When we imagine a beauty routine, chances are, the phrase conjures thoughts of cleanser, retinol, sunscreen, and maybe a serum or two. But thanks to an area of the beauty world I like to think of as "gadgetry," everyday routines are expanding to include high-tech treatments that were previously only available in a professional's office. This category includes at-home laser hair removal, personal microcurrent treatments, and, increasingly, at-home LED light therapy.
Although these devices can have a slight Westworld feel, companies like tried-and-true Neutrogena and device specialists like Dr. Dennis Gross have come out with light therapy tools that claim various skin benefits. But does at-home light therapy really work? And what does it do, anyway? Before you get started on your RoboCop impression, we asked board-certified dermatologists to break down exactly what you need to know about light therapy.

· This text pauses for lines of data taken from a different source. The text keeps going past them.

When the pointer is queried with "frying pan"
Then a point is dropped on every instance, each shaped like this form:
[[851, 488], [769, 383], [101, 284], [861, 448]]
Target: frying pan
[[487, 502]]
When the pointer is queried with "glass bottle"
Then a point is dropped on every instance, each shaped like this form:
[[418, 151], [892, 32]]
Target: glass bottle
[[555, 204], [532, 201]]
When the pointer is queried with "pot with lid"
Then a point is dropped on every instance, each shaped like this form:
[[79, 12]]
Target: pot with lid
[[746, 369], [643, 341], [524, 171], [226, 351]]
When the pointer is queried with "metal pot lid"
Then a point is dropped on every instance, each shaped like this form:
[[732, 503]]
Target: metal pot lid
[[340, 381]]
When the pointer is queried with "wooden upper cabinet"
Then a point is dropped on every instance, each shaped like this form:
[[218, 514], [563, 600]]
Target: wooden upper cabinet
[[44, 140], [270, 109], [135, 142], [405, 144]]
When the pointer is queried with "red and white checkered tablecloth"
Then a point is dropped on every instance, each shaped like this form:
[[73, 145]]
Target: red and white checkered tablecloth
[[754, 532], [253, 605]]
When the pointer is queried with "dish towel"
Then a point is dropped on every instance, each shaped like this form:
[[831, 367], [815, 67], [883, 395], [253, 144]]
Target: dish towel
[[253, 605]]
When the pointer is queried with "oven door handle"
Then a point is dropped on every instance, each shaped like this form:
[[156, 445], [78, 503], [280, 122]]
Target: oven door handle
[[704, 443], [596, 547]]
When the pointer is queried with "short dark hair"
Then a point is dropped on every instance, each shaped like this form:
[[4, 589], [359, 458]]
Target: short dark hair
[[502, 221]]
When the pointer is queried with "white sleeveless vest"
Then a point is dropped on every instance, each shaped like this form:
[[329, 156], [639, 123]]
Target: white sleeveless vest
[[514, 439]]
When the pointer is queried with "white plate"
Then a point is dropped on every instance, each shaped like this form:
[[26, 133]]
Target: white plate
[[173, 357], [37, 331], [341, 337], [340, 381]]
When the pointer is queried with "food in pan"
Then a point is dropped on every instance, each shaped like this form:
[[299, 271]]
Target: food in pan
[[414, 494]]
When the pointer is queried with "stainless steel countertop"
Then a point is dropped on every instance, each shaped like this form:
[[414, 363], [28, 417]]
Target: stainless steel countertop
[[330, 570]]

Why am I putting this light on my skin?
"Without a doubt, visible light can have powerful effects on the skin, especially in high-energy forms, such as in lasers and intense pulsed light (IPL) devices," says Daniel Belkin, a board-certified dermatologist at the Laser & Skin Surgery Center of New York. LED (light-emitting diode) is a "lower energy form," in which the light is absorbed by the molecules in the skin, which in turn "alters the biologic activity or the activity of nearby cells."
In skin-care terms, that means altering the skin cells in order to produce a variety of agreeable outcomes, depending on the color of the light in question. "There is encouraging evidence that blue LED light can alter the microbiome of the skin to improve acne, that red LED light can stimulate collagen synthesis, and that yellow LED light can reduce redness and healing time," says Belkin.

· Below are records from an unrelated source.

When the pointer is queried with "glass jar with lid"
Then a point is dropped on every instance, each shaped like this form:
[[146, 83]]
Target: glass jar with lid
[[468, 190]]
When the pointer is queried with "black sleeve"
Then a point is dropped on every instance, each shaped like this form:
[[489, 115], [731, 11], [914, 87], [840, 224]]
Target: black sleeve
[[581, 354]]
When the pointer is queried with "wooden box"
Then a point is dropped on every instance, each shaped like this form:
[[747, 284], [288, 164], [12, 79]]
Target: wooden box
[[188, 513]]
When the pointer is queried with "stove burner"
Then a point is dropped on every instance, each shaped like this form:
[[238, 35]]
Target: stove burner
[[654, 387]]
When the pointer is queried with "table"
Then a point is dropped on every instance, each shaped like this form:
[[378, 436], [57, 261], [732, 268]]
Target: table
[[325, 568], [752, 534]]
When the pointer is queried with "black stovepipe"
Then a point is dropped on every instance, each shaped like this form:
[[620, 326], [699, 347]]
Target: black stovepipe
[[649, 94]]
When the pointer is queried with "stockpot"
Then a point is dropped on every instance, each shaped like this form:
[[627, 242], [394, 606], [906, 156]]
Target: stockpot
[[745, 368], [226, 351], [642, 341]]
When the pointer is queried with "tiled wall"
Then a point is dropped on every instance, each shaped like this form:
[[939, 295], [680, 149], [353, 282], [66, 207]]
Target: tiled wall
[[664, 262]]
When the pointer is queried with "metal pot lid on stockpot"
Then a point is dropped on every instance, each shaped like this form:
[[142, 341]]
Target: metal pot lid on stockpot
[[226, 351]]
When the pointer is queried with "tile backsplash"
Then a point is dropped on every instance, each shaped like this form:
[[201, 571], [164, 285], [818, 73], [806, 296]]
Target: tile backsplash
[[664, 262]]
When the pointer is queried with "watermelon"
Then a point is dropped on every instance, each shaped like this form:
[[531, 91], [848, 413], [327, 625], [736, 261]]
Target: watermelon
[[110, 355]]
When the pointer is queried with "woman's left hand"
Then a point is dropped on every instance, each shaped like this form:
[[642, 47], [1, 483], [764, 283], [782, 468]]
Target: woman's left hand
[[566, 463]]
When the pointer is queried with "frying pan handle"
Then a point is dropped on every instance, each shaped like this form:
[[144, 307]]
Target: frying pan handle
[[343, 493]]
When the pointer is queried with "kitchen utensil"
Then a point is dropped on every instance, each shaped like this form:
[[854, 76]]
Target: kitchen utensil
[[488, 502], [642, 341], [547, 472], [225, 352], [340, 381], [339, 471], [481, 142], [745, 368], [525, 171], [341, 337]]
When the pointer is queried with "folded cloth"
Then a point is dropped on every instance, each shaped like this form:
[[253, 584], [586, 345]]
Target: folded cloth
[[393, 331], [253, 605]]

The various light colors may work to differing degrees, says Bruce Brod, a clinical professor of dermatology at the University of Pennsylvania. "The best evidence is for [blue light], with clinical studies relatively consistent in showing a reduction in acne bumps when used regularly," he says. "Though we know red LED light can stimulate collagen synthesis, clinical results are not as easy to prove."
There's a reason for that discrepancy. It's easy to measure whether or not skin has broken out. But, as Brod points out, "the rejuvenation of skin is often gradual by any method." More study on the long-term efficacy of red LED light is needed. What we know for now, according to Brod, is that blue light has a "mild benefit for certain types of acne" and red light "can mildly help with fine lines or areas of discoloration, but changes tend to be subtle."
Who should use at-home light therapy devices? Who shouldn't?
Dermatologists agree that these devices are generally safe for at-home use — in fact, Belkin is more concerned about the results being lackluster than he is about safety. "It is important to remember that even if a device is cleared by the [Food and Drug Administration], it does not mean that it has proven efficacy, only proven safety," says Belkin.
In 2019, however, one such device was recalled for theoretical risks. The Neutrogena Light Therapy Acne Mask was recalled from shelves in what the company described as "an abundance of caution" regarding potential eye injury.
"For a small subset of the population with certain underlying eye conditions, as well as for users taking medications which could enhance ocular photosensitivity, there is a theoretical risk of eye injury," read the company's statement at the time. Neutrogena currently sells an Acne Spot Treatment device that uses red and blue light to target specific blemishes.
Overall, however, our dermatologist experts give the seal of approval for anyone who's interested in adding a device to their skin-care regimen. "They may be a good option for people who are pregnant or potentially pregnant, or for an acne patient who doesn't feel comfortable using prescription medications," says Brod.
Similar to an analog face mask, light therapy devices are typically recommended for use after cleansing but before other skin-care steps. Be sure to follow the instructions on the device; for example, the Dr. Dennis Gross SpectraLite is for daily use, while ReVive Light Therapy Clinical Acne Treatment should be used every day for 45 to 60 days, and then two to three times per week.
Brod recommends using a light-therapy device in conjunction with other healthy skin practices, such as wearing sunscreen and sun-protective clothing.
How much is this going to cost me?
Devices run from highly affordable to splurge territory, with Neutrogena Acne Spot Treatment device ($27) at one end of the spectrum, and NuFace Trinity Facial Toning Kit with LED attachment ($429) at the other.
Skin Inc Optimizer Voyage Tri-Light++ ($295) comes with five different attachable lights to address different skin concerns like acne, dullness, and loss of skin elasticity. For that RoboCop look, try Dr. Dennis Gross DRx SpectraLite FaceWare Pro ($435), an all-over hard shell face mask that uses both red and blue light.